With so much data already stored and transmitted, privacy advocates feel it is no longer possible to control the process. This lack of confidence indicates the need to strengthen watchdog efforts, if privacy rights are to be retained. What are ethical information practices that can satisfy data mining users and privacy advocates? Can data mining principles be developed to dictate how personal data can be protected in terms of quality, purpose, use, security, participation, and accountability?

Data Mining Defined

The information age has enabled many organizations to gather large amounts of data, but its usefulness is negligible if knowledge cannot be extracted. Data mining attempts to answer this need by connecting the fields of databases, artificial intelligence, and statistics. It has steadily evolved since the 1960s.

Data mining is the discovery of actionable patterns in large amounts of data using statistical and artificial intelligence tools (Berry & Linoff, 1997). More specifically, it is “the process of nontrivial extraction of implicit, previously unknown and potentially useful information such as knowledge rules, constraints, and regularities from data stored in repositories using pattern recognition technologies as well as statistical and mathematical techniques” (Lee & Siau, 2001, 41). Data mining can also be defined as “the analysis of (often large) observational data sets to find unsuspected relationships and to summarize the data in novel ways that are both understandable and useful to the data owner” (Hand, Mannila, & Smyth, 2001, 1). Observational data—rather than experimental—refers to data that has already been collected for an original purpose, such as bank transactions. As a secondary use, data mining harvests this information to find actionable patterns.

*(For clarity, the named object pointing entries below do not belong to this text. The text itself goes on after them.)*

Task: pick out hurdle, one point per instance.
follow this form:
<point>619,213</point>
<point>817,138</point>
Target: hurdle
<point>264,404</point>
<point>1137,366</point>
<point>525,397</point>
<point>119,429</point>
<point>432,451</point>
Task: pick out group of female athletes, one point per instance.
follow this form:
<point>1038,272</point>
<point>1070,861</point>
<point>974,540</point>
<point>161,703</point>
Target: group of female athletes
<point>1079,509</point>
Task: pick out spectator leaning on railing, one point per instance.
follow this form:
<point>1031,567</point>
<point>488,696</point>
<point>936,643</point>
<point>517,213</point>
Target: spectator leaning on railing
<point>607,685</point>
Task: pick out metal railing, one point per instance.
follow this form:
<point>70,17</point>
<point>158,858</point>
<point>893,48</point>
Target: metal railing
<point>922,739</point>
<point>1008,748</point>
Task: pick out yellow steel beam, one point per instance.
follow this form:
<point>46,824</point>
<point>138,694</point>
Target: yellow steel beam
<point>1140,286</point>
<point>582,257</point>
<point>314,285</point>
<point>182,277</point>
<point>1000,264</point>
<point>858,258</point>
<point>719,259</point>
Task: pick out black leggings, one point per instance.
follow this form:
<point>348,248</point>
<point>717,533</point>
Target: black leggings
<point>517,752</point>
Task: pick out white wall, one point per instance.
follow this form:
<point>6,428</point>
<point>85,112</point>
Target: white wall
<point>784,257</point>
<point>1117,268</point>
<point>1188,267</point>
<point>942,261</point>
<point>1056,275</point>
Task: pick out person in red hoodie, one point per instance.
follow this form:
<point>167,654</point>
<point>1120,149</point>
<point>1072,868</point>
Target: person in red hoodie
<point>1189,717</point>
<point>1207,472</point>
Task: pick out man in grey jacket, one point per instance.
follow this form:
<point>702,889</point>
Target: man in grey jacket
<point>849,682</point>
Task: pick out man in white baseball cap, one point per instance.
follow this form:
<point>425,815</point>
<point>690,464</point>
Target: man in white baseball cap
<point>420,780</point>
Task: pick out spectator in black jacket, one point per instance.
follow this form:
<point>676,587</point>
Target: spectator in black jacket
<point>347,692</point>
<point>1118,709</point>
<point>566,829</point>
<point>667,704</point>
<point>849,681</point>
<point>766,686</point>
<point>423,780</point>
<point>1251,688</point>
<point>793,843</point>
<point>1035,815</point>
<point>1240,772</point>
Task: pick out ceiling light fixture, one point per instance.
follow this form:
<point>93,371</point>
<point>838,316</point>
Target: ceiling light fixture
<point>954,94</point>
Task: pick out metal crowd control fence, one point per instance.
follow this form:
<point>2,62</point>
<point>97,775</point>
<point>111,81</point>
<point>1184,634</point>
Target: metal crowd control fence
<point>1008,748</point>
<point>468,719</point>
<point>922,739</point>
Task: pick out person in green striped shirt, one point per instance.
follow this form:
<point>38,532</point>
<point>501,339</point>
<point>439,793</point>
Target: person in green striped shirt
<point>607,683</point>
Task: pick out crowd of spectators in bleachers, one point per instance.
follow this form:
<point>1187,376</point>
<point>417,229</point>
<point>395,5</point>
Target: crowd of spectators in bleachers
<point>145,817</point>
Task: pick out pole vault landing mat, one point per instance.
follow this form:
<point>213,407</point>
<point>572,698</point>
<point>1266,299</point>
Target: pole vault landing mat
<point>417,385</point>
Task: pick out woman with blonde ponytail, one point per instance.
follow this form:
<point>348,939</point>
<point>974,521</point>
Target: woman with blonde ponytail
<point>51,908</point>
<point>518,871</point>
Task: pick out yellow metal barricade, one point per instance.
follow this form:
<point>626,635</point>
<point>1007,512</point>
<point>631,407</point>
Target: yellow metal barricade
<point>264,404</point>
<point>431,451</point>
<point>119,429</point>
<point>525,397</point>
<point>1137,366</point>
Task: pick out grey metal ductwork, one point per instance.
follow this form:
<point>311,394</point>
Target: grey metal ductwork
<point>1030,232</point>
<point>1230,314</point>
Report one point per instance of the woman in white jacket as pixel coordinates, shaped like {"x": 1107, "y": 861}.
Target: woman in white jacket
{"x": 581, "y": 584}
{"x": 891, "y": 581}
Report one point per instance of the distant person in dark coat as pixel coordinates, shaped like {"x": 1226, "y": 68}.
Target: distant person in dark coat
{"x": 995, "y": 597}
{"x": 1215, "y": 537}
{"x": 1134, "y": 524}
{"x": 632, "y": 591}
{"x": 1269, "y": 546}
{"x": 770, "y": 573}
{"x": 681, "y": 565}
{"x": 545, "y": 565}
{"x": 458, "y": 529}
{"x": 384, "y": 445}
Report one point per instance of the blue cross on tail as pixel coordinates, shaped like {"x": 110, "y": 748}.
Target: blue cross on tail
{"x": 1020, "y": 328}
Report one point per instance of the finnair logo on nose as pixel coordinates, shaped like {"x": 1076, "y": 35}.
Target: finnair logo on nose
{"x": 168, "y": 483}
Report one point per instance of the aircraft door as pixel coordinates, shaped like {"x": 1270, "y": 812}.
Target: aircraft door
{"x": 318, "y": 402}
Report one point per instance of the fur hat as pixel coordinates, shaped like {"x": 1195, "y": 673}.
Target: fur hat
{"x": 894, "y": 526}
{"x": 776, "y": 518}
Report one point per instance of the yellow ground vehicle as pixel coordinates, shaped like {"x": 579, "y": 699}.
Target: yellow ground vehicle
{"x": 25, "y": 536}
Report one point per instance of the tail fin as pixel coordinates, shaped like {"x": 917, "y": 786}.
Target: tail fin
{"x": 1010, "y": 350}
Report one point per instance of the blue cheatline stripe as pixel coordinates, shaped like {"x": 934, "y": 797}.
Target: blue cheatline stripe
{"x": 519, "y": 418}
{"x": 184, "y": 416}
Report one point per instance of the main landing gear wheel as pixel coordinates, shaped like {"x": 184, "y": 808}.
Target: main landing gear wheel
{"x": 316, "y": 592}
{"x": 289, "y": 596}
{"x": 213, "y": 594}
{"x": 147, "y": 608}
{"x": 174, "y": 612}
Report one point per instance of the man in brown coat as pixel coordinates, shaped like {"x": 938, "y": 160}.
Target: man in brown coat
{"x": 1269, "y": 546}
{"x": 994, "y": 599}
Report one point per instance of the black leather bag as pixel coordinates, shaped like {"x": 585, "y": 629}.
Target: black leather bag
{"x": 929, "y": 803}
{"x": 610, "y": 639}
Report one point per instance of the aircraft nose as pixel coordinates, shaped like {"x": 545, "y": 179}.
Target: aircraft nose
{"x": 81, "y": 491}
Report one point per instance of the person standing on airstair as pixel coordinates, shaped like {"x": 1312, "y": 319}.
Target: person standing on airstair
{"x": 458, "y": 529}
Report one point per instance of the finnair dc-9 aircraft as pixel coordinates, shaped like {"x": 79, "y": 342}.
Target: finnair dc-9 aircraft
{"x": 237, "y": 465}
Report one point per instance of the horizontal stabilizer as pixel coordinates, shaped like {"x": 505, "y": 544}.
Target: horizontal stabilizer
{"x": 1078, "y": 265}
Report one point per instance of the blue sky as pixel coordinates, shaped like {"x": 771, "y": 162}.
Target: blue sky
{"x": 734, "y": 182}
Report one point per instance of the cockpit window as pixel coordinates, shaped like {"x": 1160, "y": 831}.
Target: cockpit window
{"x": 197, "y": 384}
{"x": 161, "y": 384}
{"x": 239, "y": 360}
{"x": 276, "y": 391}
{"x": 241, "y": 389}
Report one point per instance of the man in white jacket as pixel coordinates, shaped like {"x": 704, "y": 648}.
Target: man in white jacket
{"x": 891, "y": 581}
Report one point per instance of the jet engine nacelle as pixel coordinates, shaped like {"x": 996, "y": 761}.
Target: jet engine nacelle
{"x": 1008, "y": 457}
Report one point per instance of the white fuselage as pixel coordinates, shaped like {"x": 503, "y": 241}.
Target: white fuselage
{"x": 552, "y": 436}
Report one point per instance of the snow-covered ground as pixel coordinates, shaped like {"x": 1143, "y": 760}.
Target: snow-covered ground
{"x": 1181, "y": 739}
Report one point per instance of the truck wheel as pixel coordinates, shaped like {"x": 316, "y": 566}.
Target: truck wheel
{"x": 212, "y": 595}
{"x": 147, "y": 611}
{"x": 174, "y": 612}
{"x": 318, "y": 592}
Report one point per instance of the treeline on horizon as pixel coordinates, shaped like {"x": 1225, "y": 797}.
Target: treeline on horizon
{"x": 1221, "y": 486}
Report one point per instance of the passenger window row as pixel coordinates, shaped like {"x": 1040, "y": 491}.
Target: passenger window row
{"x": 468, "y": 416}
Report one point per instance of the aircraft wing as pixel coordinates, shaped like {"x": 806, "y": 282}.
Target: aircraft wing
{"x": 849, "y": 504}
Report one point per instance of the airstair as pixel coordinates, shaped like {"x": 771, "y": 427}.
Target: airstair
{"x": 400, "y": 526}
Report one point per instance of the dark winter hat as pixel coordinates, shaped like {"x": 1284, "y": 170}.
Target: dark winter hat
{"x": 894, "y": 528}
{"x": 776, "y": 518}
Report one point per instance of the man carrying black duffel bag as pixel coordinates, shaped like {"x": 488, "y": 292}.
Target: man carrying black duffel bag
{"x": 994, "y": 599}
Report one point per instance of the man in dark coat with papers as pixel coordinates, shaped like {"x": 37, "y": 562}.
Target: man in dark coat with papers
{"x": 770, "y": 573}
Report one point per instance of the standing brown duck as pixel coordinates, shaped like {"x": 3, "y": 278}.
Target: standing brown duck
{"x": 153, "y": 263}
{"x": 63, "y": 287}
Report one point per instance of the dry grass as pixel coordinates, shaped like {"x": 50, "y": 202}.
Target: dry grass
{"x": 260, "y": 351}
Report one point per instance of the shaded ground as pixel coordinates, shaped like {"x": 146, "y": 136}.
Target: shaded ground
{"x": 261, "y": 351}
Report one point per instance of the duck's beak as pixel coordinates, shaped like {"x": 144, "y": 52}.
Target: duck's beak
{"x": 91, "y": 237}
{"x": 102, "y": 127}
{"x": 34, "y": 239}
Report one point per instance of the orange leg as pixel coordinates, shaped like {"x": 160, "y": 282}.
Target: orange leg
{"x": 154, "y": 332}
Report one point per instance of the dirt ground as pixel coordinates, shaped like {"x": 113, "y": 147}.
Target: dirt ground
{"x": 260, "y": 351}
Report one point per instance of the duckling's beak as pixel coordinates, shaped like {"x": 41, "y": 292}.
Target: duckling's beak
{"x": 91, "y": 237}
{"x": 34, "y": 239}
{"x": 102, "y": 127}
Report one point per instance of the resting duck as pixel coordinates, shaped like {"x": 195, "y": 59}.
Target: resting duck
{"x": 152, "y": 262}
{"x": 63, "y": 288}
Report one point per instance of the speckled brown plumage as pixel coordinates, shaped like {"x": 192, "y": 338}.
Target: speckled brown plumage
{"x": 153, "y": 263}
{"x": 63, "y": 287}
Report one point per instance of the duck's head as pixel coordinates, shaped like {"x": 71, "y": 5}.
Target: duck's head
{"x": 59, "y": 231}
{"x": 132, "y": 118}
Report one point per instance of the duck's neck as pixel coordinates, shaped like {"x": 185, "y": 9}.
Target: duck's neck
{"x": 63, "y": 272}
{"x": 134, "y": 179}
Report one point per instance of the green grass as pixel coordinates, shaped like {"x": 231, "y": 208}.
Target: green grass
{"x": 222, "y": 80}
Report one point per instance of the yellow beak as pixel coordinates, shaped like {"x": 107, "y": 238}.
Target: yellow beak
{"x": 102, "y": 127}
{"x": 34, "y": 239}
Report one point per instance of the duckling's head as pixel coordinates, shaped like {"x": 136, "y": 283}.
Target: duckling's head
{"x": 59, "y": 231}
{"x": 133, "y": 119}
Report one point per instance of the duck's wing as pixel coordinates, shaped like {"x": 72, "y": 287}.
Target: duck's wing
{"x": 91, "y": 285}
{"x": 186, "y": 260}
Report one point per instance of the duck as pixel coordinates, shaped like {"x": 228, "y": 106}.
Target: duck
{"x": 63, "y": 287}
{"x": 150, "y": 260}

There are two main categories of data mining tasks: description and prediction (Mena, 2004). In description, the goal is to discover patterns by seeking out variables common to different individuals or groups that exhibit certain characteristics. Examples of descriptive methods include association rule discovery and clustering. Association rule discovery finds connections among sets of items or objects in database, which implies the likelihood of the occurrence of several events (Agrawal, Imielinski, & Swami, 1993). Clustering creates a grouping from objects; objects that belong to the same cluster are similar to each other and differ from objects in other clusters (Berkhin, 2001). Prediction is used to make statements about the unknown based upon the known; it can forecast the future or explain the present (Weiss & Indurkhya, 1998).

Privacy Defined

The term “privacy” is used frequently in ordinary language, yet it has no single definition (Kemp & Moore, 2007). The concept of privacy has broad historical roots in sociological and anthropological discussions about how it is preserved in various cultures. Some argue that the values of privacy are distinctly Western, culturally relative, and not universally accepted (Brey, 2009). Globalization and the emergence of the Internet has created an international community, which requires a moral system. German theologian Hans Küng stresses the need for global ethics, a shared moral framework agreed upon by all cultures, especially because actions in cyberspace are not local (Küng, 2001, as cited in Brey, 2009). How global ethics will mold a universal definition of privacy has yet to be seen.

The historical use of the word “privacy” is not uniform, and confusion over its meaning, value, and scope remains. “Outside of narrow academic circles, constructing an exact definition of privacy has proven less important than addressing concrete claims for privacy protection. Seclusion, solitude, anonymity, confidentiality, modesty, intimacy, secrecy, autonomy, and reserve—securing these social goods is what privacy is all about” (Allen, 2006, 1).

Different conceptions of privacy typically fall into six categories: the right to be let alone, limited access to the self, secrecy, control of personal information, personhood, and intimacy (Solove, 2002). In this paper, privacy refers to the right of users to conceal their personal information and have some degree of control over the use of any personal information disclosed to others. Data mining techniques should be effective without disposing of the need to preserve privacy, one of the basic values of modern free societies.

Data Mining Problems

When used responsibly, data mining can be beneficial to society. The explosion of data generated by new technologies, decreasing costs of computer storage, and increasing capabilities of search tools have made data mining an important instrument of government anti-terrorism efforts since September 11, 2001.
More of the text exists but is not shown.